The IRC has introduced integrated community case management in 10 countries. In Sierra Leone, an impact evaluation found that this program reduced all-cause child mortality by 25% in the area where it was implemented. In Rwanda, where the approach has been scaled up nationally, an outside scientific review determined that the program played a substantial part in the country’s dramatic decline in child mortality.
Fight malnutrition, from the ground to the globe
The IRC works to prevent and treat malnutrition and improve access to treatment for children in the hardest-to-reach areas. We provide services that target more than 1 million children across 13 countries for the treatment of malnutrition.
We are also leading a research consortium, involving other non-profit organizations and some of the most respected nutrition scientists, to conduct a randomized trial to evaluate a new protocol for treating malnutrition. The new protocol, which was developed by the IRC, is based on a fundamentally overhauled understanding of malnutrition. It also builds on the IRC’s extensive community health work, increasing access and demand for services by making services cheaper, simpler and closer to the people who need them.
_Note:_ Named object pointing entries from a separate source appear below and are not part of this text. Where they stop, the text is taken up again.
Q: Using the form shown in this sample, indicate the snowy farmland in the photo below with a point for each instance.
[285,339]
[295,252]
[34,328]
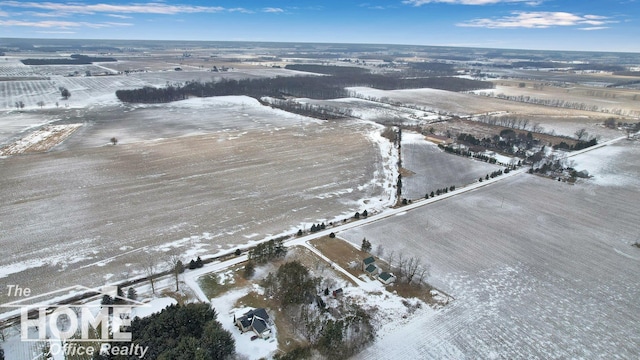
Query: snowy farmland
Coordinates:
[87,212]
[538,268]
[432,169]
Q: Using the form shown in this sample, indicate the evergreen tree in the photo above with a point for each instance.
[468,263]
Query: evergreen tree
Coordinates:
[132,294]
[249,269]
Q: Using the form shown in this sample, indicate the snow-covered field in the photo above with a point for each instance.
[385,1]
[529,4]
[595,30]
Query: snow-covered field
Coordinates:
[538,268]
[87,213]
[433,169]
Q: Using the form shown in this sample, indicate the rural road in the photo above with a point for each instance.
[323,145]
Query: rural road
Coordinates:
[191,276]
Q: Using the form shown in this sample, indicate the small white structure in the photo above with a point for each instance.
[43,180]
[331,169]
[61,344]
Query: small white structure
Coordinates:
[386,278]
[256,320]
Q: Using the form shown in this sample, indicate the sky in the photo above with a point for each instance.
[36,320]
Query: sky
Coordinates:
[591,25]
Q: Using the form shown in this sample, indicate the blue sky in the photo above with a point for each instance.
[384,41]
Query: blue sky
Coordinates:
[601,25]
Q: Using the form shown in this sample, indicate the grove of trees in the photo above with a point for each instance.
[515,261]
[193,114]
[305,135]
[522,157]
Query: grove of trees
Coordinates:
[190,331]
[315,87]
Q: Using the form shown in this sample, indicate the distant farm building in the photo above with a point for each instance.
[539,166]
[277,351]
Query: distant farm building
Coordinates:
[256,320]
[386,278]
[366,262]
[439,140]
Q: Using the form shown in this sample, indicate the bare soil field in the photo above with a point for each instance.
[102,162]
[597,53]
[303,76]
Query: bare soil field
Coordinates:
[559,120]
[41,140]
[434,169]
[538,268]
[84,214]
[605,98]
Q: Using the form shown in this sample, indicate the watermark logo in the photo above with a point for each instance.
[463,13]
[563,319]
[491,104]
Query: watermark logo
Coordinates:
[79,329]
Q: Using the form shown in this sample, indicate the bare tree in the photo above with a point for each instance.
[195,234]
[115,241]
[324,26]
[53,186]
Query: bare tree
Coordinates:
[411,268]
[64,92]
[537,128]
[581,134]
[379,250]
[175,263]
[149,264]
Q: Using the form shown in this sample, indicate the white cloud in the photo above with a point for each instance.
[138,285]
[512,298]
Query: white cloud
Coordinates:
[594,28]
[146,8]
[61,24]
[537,19]
[119,16]
[469,2]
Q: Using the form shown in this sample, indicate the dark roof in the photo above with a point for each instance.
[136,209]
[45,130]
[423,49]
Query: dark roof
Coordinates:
[259,325]
[369,260]
[385,276]
[260,312]
[245,322]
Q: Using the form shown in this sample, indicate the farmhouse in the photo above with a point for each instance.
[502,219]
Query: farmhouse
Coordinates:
[337,293]
[386,278]
[437,139]
[372,270]
[366,262]
[256,320]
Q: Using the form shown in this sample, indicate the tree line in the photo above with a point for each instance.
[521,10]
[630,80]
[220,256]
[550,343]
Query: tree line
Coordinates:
[336,334]
[74,60]
[315,87]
Address mental health and psychosocial needs
Mental health and psychosocial support are integral to emergency and recovery response, which was strikingly demonstrated by the Ebola epidemic in West Africa. Communities confronted fear, death and painful changes to deeply rooted practices, such as burials. When Ebola Treatment Units did not address community fears, individuals refrained from seeking care. The IRC responded by designing interventions according to the social and cultural processes of affected communities and facilitating community-led psychological first aid, support groups and counseling. These efforts supported neighborhoods surrounding Ebola treatment centers, as well as clients and staff of health facilities. The IRC is also working to ensure that IRC staff, as well as other actors on the ground, are trained
in providing psychological first aid, so that our services in health, education and other sectors contribute to mental healing.